Have a read and a think.

If you still don't get it - I will help.
0 Replies
 
Lash
 
  1  
Reply Fri 22 Apr, 2005 10:38 pm
Lash wrote:
dlowan wrote:
Well, a number of Islamic feminists argue that the burkha etc is no part of Islam - but corruption of it.

I know I had a number of sources at one time - but I no longer know where they are!

Interestingly, I had an Islamic family in yesterday - with a 13 year old daughter rebelling.

I asked the parents if children rebelled in Egypt and Syria (their home countries)

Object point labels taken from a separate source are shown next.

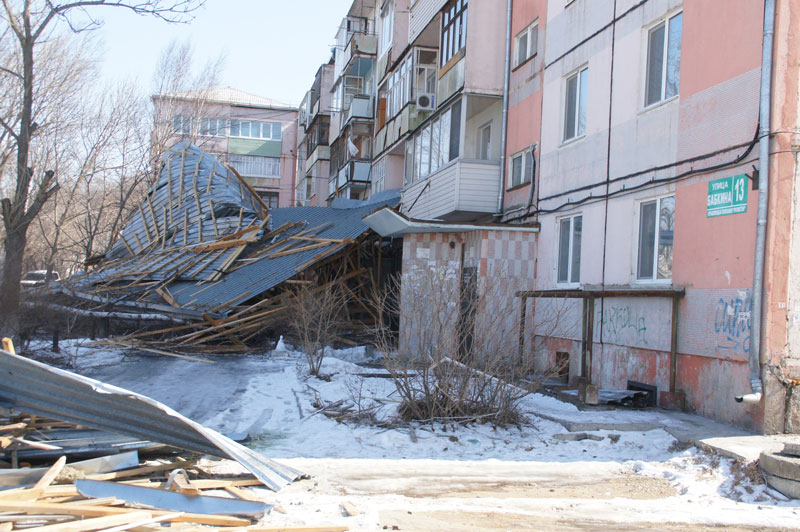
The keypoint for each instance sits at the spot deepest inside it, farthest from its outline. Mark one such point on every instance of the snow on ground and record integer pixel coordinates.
(271, 397)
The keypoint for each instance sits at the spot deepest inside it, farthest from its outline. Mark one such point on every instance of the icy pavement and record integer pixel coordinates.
(636, 476)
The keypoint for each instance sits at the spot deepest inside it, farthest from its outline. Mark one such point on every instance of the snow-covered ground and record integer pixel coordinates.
(422, 477)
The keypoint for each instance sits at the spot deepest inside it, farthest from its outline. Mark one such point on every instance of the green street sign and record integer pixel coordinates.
(727, 196)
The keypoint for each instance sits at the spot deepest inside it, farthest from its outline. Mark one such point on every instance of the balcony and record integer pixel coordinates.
(360, 108)
(464, 190)
(354, 173)
(320, 153)
(360, 44)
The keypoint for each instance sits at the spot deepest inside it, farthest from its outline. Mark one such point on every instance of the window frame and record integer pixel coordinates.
(577, 133)
(270, 197)
(453, 31)
(664, 21)
(526, 168)
(479, 151)
(527, 33)
(245, 164)
(656, 238)
(386, 38)
(448, 125)
(570, 250)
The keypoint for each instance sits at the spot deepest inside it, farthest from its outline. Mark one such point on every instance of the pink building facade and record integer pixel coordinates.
(255, 135)
(645, 181)
(624, 136)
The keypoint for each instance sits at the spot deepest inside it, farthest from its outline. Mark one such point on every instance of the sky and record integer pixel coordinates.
(272, 48)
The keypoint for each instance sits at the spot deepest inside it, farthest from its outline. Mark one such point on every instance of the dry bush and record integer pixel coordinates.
(315, 318)
(456, 356)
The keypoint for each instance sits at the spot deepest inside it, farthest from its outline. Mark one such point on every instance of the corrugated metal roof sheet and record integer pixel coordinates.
(197, 202)
(260, 275)
(37, 388)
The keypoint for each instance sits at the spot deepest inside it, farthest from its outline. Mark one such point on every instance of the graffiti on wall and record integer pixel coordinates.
(732, 321)
(621, 324)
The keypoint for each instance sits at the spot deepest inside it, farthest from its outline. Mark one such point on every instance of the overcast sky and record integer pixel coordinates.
(272, 48)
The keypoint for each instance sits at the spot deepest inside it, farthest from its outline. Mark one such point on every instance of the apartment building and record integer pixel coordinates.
(646, 171)
(255, 135)
(603, 155)
(352, 103)
(313, 148)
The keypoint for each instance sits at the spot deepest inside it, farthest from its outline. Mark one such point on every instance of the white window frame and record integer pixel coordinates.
(479, 140)
(569, 282)
(666, 21)
(378, 181)
(256, 166)
(526, 175)
(576, 133)
(638, 236)
(531, 43)
(387, 28)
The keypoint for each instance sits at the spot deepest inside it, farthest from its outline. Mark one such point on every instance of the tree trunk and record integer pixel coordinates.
(10, 287)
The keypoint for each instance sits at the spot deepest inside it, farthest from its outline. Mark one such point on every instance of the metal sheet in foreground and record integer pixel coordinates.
(171, 500)
(37, 388)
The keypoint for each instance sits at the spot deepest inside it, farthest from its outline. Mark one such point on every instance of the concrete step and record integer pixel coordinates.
(781, 472)
(792, 449)
(787, 467)
(790, 488)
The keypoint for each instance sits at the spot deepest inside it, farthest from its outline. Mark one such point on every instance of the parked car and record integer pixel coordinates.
(37, 278)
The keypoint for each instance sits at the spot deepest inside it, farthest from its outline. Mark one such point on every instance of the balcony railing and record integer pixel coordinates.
(463, 190)
(359, 44)
(320, 153)
(360, 107)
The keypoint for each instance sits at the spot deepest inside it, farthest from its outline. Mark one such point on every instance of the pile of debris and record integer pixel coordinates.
(51, 416)
(205, 254)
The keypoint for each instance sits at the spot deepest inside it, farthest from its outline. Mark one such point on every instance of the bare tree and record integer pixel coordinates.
(31, 24)
(316, 317)
(105, 150)
(182, 105)
(457, 355)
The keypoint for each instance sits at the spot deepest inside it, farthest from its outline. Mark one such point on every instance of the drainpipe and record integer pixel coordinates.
(504, 122)
(756, 384)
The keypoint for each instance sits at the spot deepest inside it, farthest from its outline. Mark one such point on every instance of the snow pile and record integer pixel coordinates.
(271, 397)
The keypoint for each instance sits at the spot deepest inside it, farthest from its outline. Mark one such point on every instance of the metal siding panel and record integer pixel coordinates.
(263, 148)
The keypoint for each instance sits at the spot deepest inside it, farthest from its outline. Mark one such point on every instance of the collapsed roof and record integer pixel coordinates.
(202, 242)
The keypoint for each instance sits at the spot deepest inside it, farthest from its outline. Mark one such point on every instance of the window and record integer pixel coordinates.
(485, 142)
(663, 60)
(656, 227)
(569, 249)
(425, 71)
(387, 28)
(454, 29)
(378, 175)
(526, 44)
(270, 198)
(255, 166)
(213, 127)
(521, 168)
(182, 124)
(437, 143)
(575, 109)
(352, 85)
(254, 129)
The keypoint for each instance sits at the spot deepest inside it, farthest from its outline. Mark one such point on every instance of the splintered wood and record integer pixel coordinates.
(181, 260)
(61, 500)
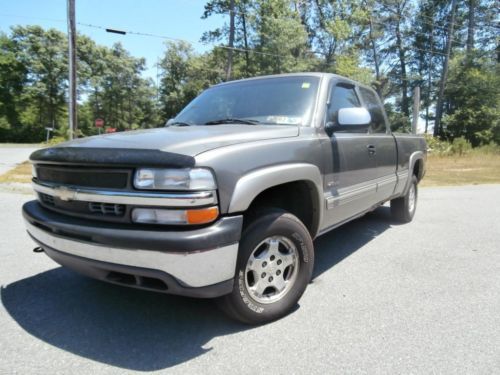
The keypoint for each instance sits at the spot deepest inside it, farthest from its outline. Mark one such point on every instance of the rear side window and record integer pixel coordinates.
(342, 97)
(373, 106)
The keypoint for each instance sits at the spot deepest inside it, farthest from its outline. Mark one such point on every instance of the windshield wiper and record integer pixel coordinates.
(179, 123)
(232, 121)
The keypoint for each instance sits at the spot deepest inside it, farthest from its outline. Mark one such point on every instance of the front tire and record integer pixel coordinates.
(403, 208)
(274, 266)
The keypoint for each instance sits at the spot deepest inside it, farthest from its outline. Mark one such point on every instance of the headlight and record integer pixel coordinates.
(174, 179)
(174, 217)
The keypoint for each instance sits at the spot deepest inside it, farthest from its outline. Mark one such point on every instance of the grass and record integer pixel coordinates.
(21, 173)
(471, 169)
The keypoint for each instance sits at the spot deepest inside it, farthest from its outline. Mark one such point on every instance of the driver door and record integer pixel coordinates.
(350, 186)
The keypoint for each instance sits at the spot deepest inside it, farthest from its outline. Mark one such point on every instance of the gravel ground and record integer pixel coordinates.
(11, 155)
(419, 298)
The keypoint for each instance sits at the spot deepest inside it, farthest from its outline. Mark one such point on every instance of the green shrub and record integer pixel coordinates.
(460, 146)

- the father said yes, that fundamentalism is a form of rebellion in their countries.

I realize this last sentence doesn't HAVE to directly relate to the one preceding it, but the way you've written it, with no transitional word to show any distinction, it should. If it's a joke, I guess it just didn't do it for me . I have read nutty stories about children, going off on insane fundamentalist behaviors--like shaving their hair when schools disallowed their hijabs. I assumed she was doing something similar...


But, if it was a joke, I think we know who needs the nap.
0 Replies
 
dlowan
 
  1  
Reply Sat 23 Apr, 2005 02:46 am
Nah - not her - he was saying that, back where he came from, a form of rebellion is to become fundamentalist.

Kinda like western kids joining cults and suchlike crap, I guess.